Hands On Machine Learning Chapter 5 - Support Vector Machines

I am going to re-read Hands-On Machine Learning with Scikit-learn Keras & TensorFlow because I don't feel that I got a good grasp of machine learning the first time I read it, and I skipped neural networks the first time I read the book. Since the first time reading this textbook.

DOWNLOAD NOTEBOOK

2 555

Support Vector Machines

A Support Vector Machine (SVM) is a very powerful and versatile Machine Learning model, capable of performing linear or nonlinear classification, regression, and even outlier detection. It is one of the most popular models in machine Learning, and anyone interested in Machine Learning should have it in their toolbar. SVMs are particularly well suited for classification of complex but small- or medium-sized datasets.

Linear SVM classification

The fundamental idea behind SVMs is best explained with some pictures. The image below shows the Iris dataset. The two classes can be separated easily with a straight line (they are linearly Separable). The left plot shows the decision boundaries of three possible linear classifiers (one works horribly, the other two are two close to the data that it is unlikely they continue to perform well on new data). The solid line on the right represents the decision boundary of an SVM classifier; this line not only separates the two classes but stays as far away form the closest training instances as possible. You can think of an SVM classifier as fitting the widest possible street (represented by the parallel dashed lines) between the classes. This is called large margin classification. More instances added "off the street" will not affect the decision boundary. The instances circled in red are called the support vectors.
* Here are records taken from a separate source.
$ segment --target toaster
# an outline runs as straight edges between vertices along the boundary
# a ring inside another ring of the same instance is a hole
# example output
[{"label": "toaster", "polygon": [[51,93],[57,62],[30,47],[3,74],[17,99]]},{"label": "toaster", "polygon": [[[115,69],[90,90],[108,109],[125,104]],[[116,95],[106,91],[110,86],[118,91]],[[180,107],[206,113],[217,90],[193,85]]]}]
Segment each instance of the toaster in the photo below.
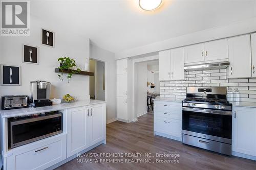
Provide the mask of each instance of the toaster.
[{"label": "toaster", "polygon": [[2,109],[23,108],[29,106],[29,96],[25,95],[4,95],[2,97]]}]

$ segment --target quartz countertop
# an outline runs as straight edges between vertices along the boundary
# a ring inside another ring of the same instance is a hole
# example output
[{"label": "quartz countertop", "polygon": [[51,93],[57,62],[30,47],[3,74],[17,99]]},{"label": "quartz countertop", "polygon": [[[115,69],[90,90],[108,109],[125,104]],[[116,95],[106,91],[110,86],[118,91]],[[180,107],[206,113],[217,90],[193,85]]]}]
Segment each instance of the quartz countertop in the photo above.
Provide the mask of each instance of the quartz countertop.
[{"label": "quartz countertop", "polygon": [[232,102],[230,103],[232,103],[232,105],[235,107],[256,107],[256,102]]},{"label": "quartz countertop", "polygon": [[68,108],[78,107],[87,106],[92,105],[105,103],[105,101],[94,100],[81,100],[73,103],[64,103],[60,104],[53,105],[50,106],[40,107],[28,107],[22,109],[17,109],[7,110],[0,110],[0,114],[2,118],[12,117],[24,116],[26,115],[37,114],[53,111],[61,110]]},{"label": "quartz countertop", "polygon": [[157,98],[154,99],[153,100],[157,101],[164,101],[164,102],[182,102],[183,99],[176,99],[170,98]]}]

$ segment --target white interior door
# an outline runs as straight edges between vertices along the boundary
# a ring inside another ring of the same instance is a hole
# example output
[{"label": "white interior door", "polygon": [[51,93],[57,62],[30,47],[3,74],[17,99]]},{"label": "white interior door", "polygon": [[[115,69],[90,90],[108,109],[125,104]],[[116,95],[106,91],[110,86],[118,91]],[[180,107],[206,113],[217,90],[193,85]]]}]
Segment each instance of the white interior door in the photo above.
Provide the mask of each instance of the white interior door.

SVMs are sensitive to feature scales, as you can see below. After feature scaling (e.g., using Scikit-Learn's StandardScaler), the decision boundary looks much better on the right.

Soft Margin Classification

If we strictly impose that all instances be off teh street and on the right side, this is called hard margin classification. Two main issues with hard margin classification:

It only works when the data is linearly separable.
It is quite sensitive to outliers.

The image below shows Hard Margin's sensitivity to outliers: on the left it is impossible to find a hard margin, and on the right the decision boundary is not too different than the ones found with linear classifiers like those above. To aviod the issues above it is preferable to find a more flexible model. The objective is to find a good balance between keeping the street as large as possible and limit the number of margin violations (instances that end ip in the middle of the street or on the wrong side)., This is called soft margin classification.

In Scikit-Learn's SVM classes, you can control this balance using the C hyperparameter: a smaller C value leads to a wider street but more margin violations.

[In This Image Below:] On the left, using a low C value the margin is quite large, but many instances end up on the street. On the right, using a high C value the classifier makes fewer margin violations but ends up with a smaller margin. However, it seems likely that the first classifier will generalize better: in fact even on this train‐ ing set it makes fewer prediction errors, since most of the margin violations are actually on the correct side of the decision boundary.

Large Margin (Left) versus Fewer Margin Violations

If your SVM model is overfitting, you cna try regularizing it by reducing C. Unlike Logistic Regression classifiers, SVM classifiers do not output probabilities for each class. You can train a linear SVM model with LinearSVC(loss="hinge",C=[float]), SVC(kernel="linear",C=[float]) (this method is slower and not recommended), or SGDClassifier(loss="hinge", alpha=1/(m*C)), which applies regular Stochastic Gradient Descent to train a linear SVM classifier - this does not converge as fast, but it is useful to handle huge datasets that do not fit in memory.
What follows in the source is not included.